O segundo ponto que temos que assinalar é que mesmo quando há o planejamento reencarnatório, este não passa de uma carta de intenções, no dizer do escritor Richard Simonetti. Mesmo que o nosso livre-arbítrio possa ter sido exercitado em algum grau quando da elaboração do planejamento ainda na dimensão extrafísica, as decisões podem ser revertidas depois que por aqui aportamos.

Agora passemos a algumas declarações, como dissemos no início, recolhidas aqui e ali, sobre a questão do casamento. Rodolfo Caligaris, no livro “A vida em família”, opina que “dizer que todas as uniões são planejadas é um erro. Esse ‘destino’ nem sempre ocorre”. Para ele, o fator desestabilizante seria a ilusão criada quando os jovens escondem seus defeitos um do outro para impressionar, além do encantamento, suas dificuldades.

Registre-se que a citada obra foi escrita em 1976, época em que as coisas eram muito diferentes em termos de costumes sociais e liberdade sexual.

Para Richard Simonetti, em artigo publicado na “Revista Internacional de Espiritismo”, de junho/2017, casar-se duas ou mais vezes, mais frequentemente, é fruto da imaturidade e da fuga ao planejamento reencarnatório, porém, pode decorrer de situação cármica. É ele, ainda, que brinca, em “Para ler e refletir”: um casamento pode estar programado no destino, múltiplos cheiram a “desatino”. 

Já Divaldo Pereira Franco admite as duas situações. Em entrevista ao jornal “O Imortal”, edição do mês de junho de 2003 (que, por sua vez, era reprise da entrevista do mesmo mês, mas de 1984, quase vinte anos antes, portanto), disse que “ ... há uns  casamentos programados e outros que a precipitação provocou. A inexperiência do jovem, a prevalência da natureza animal... faz com que ele assuma compromissos que não estavam adredemente estabelecidos... ao se dar conta do engano, queira regularizar a situação”, ou seja, busque a separação e eventual nova união.

Há uma declaração de André Luiz no livro “Evolução em dois Mundos”, páginas 186-7 (3ª ed.) que aparentemente conta ponto a favor da tese de que todos os casamentos são marcados antes da reencarnação.

Escreve ele que “(...) porque não existem na Terra uniões conjugais, legalizadas ou não, sem vínculos graves no princípio da responsabilidade assumida em comum”.

Mas ao nosso entendimento, o que ele quis dizer é que toda comunhão afetiva implica em responsabilidades, tenham elas sido iniciadas com ou sem planejamento reencarnatório.

Bem verdade que em “Vida e Sexo”, cap. 7 (2ª ed.), há texto semelhante e indicação diversa: (...) não existem no mundo conjugações afetivas, sejam elas quais forem, sem raízes nos princípios cármicos, nos quais as nossas responsabilidades são esposadas em comum.

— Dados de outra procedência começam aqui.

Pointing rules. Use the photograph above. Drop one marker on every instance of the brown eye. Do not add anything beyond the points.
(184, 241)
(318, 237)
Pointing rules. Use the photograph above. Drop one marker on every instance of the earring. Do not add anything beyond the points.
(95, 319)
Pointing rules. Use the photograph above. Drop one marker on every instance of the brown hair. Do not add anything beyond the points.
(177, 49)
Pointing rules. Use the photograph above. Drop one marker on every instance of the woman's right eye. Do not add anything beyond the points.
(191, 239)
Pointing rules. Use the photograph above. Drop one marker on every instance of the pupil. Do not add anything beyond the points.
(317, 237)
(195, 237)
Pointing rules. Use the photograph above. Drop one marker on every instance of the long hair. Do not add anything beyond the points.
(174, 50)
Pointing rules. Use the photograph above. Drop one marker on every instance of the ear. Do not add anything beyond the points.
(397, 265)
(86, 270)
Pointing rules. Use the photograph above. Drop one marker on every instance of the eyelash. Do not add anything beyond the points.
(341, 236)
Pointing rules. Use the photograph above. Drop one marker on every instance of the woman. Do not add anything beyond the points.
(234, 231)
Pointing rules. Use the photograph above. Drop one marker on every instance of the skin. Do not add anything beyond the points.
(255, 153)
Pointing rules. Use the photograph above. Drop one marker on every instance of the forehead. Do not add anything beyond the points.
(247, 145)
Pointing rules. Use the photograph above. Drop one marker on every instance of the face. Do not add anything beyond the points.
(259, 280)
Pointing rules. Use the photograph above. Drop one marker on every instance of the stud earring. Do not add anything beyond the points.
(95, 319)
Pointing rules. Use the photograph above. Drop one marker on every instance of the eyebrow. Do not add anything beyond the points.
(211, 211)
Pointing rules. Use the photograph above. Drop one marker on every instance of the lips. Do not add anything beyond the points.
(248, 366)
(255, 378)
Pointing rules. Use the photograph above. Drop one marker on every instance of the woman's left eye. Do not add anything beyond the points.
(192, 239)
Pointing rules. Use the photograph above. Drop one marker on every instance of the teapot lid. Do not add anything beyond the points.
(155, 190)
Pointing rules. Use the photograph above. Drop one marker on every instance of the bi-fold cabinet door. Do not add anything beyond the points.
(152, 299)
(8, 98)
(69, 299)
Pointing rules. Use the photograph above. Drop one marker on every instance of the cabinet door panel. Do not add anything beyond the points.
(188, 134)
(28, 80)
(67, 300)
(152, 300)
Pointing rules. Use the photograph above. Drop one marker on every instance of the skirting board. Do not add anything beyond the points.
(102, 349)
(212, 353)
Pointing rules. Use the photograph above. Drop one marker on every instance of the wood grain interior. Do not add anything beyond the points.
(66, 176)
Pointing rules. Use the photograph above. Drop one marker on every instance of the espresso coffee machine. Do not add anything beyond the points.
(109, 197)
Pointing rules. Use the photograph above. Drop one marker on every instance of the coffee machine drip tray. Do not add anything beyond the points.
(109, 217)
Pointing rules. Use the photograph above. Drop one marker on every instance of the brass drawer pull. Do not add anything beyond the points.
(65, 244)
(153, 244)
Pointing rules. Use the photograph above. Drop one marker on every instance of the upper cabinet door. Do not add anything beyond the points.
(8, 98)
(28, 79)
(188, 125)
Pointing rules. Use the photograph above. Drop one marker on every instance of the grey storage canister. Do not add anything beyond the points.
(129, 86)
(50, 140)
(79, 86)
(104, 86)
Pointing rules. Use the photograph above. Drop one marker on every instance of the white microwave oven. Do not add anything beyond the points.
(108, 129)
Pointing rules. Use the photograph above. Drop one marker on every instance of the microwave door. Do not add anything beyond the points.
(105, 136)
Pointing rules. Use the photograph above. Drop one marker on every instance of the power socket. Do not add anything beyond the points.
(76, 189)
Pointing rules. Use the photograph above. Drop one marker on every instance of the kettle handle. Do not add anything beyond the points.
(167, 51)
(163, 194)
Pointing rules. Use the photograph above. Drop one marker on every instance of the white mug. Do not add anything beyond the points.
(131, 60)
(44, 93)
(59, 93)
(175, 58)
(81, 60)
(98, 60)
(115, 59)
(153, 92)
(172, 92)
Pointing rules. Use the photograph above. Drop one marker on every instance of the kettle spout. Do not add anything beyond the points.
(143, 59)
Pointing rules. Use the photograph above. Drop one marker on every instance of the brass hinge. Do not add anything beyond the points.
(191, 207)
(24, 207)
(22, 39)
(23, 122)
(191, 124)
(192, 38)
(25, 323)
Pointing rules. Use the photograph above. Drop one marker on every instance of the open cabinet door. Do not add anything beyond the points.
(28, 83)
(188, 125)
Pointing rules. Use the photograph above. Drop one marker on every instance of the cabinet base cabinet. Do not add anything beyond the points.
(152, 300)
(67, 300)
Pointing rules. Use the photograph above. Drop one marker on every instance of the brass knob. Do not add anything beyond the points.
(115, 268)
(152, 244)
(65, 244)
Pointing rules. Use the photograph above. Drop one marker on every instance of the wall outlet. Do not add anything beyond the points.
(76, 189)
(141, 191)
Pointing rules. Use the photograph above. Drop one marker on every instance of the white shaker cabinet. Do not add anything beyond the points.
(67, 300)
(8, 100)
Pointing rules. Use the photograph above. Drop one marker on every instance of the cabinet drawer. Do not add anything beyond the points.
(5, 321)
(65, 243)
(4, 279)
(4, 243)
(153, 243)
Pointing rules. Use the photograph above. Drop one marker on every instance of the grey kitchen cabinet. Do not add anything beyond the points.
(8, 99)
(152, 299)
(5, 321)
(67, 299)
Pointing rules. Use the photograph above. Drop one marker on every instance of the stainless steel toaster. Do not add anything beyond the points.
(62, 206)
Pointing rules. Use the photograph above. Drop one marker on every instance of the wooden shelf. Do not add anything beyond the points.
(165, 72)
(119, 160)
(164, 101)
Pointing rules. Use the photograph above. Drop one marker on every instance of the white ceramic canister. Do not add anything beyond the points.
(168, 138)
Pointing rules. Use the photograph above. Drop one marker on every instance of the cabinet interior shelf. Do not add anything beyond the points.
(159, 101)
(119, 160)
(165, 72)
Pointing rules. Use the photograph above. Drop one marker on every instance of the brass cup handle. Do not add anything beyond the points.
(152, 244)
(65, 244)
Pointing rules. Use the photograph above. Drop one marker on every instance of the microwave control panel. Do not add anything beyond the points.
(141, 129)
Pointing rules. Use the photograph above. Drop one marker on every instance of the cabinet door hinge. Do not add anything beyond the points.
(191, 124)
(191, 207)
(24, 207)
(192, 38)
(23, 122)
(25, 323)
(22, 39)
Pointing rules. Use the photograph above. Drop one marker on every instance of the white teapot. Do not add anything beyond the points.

Como qualquer outro ato do ser humano, uma vez que ocorra um envolvimento físico e emocional maior com outra pessoa, é lícito esperar que sobrevenham consequências e por elas os protagonistas são responsáveis em caso de algum tipo de prejuízo moral a um deles.

Ainda hoje no Brasil, principalmente em algumas regiões e nas periferias das grandes cidades, é comum encontrarmos mães de seis, oito filhos, cada um de pai diferente. E o quadro que se vê é de irresponsabilidade ou negligência de um lado e de pobreza e desamparo de outro.

Crianças e adolescentes relegadas ao abandono, órfãos de pais vivos e mães que são as maiores vítimas, tentando criar sozinhas, como se dizia, uma penca de filhos, tarefa quase impossível. Frequentemente alguns deles ficam pelo caminho, aniquilados por doenças, drogas e violência.

Nesse caso, quem planejou o número de casamentos e de filhos foi muito incompetente ou os contratados, ao chegar aqui, rasgaram o planejamento. A terceira possibilidade é que não houve planejamento algum.

Ora, se pode mudar o planejado deixando de se casar com quem havia se compromissado, também, por óbvio, pode casar com qualquer outro que não constava no referido planejamento.

Planejamento familiar é algo para ser elaborado na dimensão espiritual e cumprido e até aperfeiçoado aqui depois de encarnado. E ao que vemos, muitas vezes, ele não é elaborado nem lá, muito menos aqui.